Sound ideas not welcome here
A prime example of this would be our UKIP attempt last week to address the plight of those many West Sussex residents, whose road maintenance has been abandoned by local government. Around 15,000 properties across the county face on to un-adopted roads and whilst the historical reasons or blame for this cannot be placed upon the county council, there ought to be a constructive attitude towards helping the more needy of these people in some way.
I argued that we should lobby for a legal provision to give some council tax rebate towards their costly maintenance burden. After all, if someone is not getting the full meal, why should they pay the full menu price?
My word! Every conceivable objection was thrown at me from the ruling clique; too difficult, too time-consuming, would open up the flood-gates, the very concept of rebates is too radical. I found all this rather rich, in that we live in a modern political climate, which is dripping with reliefs, rebates, allowances, subsidies and credits, some of which we merrily channel across the Channel and further afield.
A not dissimilar mood pervaded during the following debate, tabled by a Labour county councillor from Crawley, which asked the administration in its impending budget calculations to earmark some extra money to support our growing number of food banks.
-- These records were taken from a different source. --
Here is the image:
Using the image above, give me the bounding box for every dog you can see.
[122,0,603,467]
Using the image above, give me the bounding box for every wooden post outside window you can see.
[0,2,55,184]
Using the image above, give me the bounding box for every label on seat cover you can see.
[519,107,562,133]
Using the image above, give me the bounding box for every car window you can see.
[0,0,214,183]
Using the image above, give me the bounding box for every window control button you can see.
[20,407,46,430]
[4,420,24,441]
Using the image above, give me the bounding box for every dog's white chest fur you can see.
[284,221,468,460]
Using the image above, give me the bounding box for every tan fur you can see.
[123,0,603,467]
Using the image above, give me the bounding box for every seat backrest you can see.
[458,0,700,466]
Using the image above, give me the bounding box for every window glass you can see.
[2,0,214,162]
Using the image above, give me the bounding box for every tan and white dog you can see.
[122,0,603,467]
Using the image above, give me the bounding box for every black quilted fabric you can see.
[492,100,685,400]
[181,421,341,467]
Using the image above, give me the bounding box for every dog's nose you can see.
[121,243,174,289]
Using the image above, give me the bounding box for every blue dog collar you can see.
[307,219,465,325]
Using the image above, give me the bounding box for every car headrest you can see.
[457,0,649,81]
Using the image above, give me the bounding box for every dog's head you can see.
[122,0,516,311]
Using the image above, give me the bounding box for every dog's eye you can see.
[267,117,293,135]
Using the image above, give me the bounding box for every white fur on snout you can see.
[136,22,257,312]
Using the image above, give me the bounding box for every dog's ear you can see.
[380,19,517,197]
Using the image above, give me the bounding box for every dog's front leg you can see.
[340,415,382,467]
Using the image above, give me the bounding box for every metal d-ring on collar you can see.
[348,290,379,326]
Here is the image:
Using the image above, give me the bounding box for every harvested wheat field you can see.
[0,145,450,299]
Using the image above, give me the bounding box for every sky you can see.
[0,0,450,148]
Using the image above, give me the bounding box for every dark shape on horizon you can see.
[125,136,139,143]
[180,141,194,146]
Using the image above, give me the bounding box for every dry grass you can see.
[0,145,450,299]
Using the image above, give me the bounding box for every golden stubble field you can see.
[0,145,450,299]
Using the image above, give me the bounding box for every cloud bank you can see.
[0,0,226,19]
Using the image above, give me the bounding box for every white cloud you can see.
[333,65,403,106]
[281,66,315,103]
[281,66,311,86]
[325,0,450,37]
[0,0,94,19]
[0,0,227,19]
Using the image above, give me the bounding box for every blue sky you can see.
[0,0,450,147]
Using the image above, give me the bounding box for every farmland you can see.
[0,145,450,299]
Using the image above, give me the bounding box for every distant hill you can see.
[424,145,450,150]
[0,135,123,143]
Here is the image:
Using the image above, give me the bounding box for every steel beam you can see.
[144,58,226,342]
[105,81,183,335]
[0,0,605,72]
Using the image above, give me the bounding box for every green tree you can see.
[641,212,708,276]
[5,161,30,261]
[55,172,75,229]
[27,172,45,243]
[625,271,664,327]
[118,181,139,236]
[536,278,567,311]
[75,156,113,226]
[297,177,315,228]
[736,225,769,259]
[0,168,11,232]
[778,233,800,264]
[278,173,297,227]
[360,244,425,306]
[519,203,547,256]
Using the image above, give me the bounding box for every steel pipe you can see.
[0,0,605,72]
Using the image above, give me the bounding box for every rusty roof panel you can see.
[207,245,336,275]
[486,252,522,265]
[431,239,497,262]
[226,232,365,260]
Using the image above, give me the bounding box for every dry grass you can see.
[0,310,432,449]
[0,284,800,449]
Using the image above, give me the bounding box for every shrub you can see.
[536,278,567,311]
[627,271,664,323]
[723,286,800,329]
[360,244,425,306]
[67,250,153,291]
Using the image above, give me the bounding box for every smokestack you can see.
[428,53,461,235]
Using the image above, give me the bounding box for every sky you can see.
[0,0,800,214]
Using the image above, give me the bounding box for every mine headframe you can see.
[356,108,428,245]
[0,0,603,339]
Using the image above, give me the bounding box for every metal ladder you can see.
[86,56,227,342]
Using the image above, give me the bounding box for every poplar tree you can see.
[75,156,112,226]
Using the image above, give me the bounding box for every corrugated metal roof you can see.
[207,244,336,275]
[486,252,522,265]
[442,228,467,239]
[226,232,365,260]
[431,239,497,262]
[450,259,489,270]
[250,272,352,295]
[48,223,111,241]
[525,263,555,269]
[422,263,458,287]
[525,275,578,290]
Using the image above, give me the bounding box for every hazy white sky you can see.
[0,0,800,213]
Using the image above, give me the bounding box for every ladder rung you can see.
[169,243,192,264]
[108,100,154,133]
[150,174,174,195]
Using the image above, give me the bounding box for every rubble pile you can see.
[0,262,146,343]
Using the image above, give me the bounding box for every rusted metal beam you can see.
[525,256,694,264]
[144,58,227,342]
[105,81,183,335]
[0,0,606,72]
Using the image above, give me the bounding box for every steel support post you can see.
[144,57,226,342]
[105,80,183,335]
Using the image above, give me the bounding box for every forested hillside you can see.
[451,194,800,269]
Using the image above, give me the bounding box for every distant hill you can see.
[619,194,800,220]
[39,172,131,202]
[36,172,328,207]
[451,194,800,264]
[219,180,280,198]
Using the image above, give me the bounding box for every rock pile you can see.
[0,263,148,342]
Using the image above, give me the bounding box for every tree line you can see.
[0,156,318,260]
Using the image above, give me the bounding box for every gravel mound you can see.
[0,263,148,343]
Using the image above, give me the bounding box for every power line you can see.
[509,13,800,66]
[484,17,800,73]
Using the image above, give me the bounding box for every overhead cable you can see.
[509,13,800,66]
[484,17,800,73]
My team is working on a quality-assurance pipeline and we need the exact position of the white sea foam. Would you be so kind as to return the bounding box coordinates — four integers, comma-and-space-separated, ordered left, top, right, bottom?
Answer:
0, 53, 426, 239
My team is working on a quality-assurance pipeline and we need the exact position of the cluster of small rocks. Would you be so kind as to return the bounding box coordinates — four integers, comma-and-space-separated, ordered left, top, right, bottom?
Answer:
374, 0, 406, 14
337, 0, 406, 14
That particular motion - which UKIP robustly supported - begged for no more money than the county council would currently spend on just the recruitment costs of five of our senior staff! Anyway, the big guns again directed their fire against the idea and that was the end of it.
So, who in power really listens to minority parties? Well, someone needs to tell me, because I have no personal recollection of seeing it in action. The alarming irony is that the minority parties at County Hall are supported by 62% of the electorate.